Liao suggests that one of Nee's major sources for his tripartite anthropolgy might well be J.B. Heard's The Tripartite Nature of Man: Spirit, Soul, and Body, which Nee "failed to give credit to". Leung also surmises that Nee perhaps copied much from some of his sources. I believe, however, that such assertions to possible plagiarism are not doing justice to Nee. For one thing, Nee himself in the preface to The Spiritual Man acknowledged that he was not the originator of the teaching (on the difference between the spirit and the soul), as well as noting that "I have freely quoted" the writings of certain authors and "because there are so many places where I have referenced them, I have not made specific reference to the sources."

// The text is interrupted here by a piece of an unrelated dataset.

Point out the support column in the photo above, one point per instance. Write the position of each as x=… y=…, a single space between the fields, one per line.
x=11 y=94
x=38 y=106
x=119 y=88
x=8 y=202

For another thing, the notions about plagiarism and presumption to originality are very much products of contemporary Western culture, which are probably not commensurable in many Asian contexts, especially not in the first half of twentieth-century China and particularly not for non-academic writings.

From: Understanding Watchman Nee: Spirituality, Knowledge and Formation, by Dongsheng John Wu. p.79


Not sure if Nee made this admission after his book became widely popular, or before. My memory says that the publisher acknowledged Nee cribbing sources wholesale, without attribution, in subsequent editions, not the first printing. But I don't remember where I read that.

Also interesting that differences in culture may result in different perceptions vis-a-vis acknowledging one's sources. But if we're inclined to give Nee a pass, here, I doubt Lee also gets one. Lee was fully immersed in Western culture. Unless he felt that he was above the law, like Nee before him. "We don't care about right and wrong, just about life", etc etc.

Perhaps Nee really was operating on a higher plane from everyone else. He wrote from the perspective of his mystical union with Christ. Therefore dry, objective, scholarly stuff wasn't his oeuvre. Instead, as Witness Lee put it, "So subjective is my Christ to me, real in me, and rich and sweet. . . " Who cares about untidy things like facts?

This Christ was so subjective to Nee and Lee that citations weren't necessary. Eventually with Lee, even the Bible wasn't needed, because of the immensity of his "God's economy" revelation. He could take those parts of scripture that lined up with the revelation, and toss the rest. And who needs to listen to the people from the "cemeteries", anyway? You know, the ones who actually can read the Greek and the Hebrew? Lee already had a trained cadre of yes-men. He was all set.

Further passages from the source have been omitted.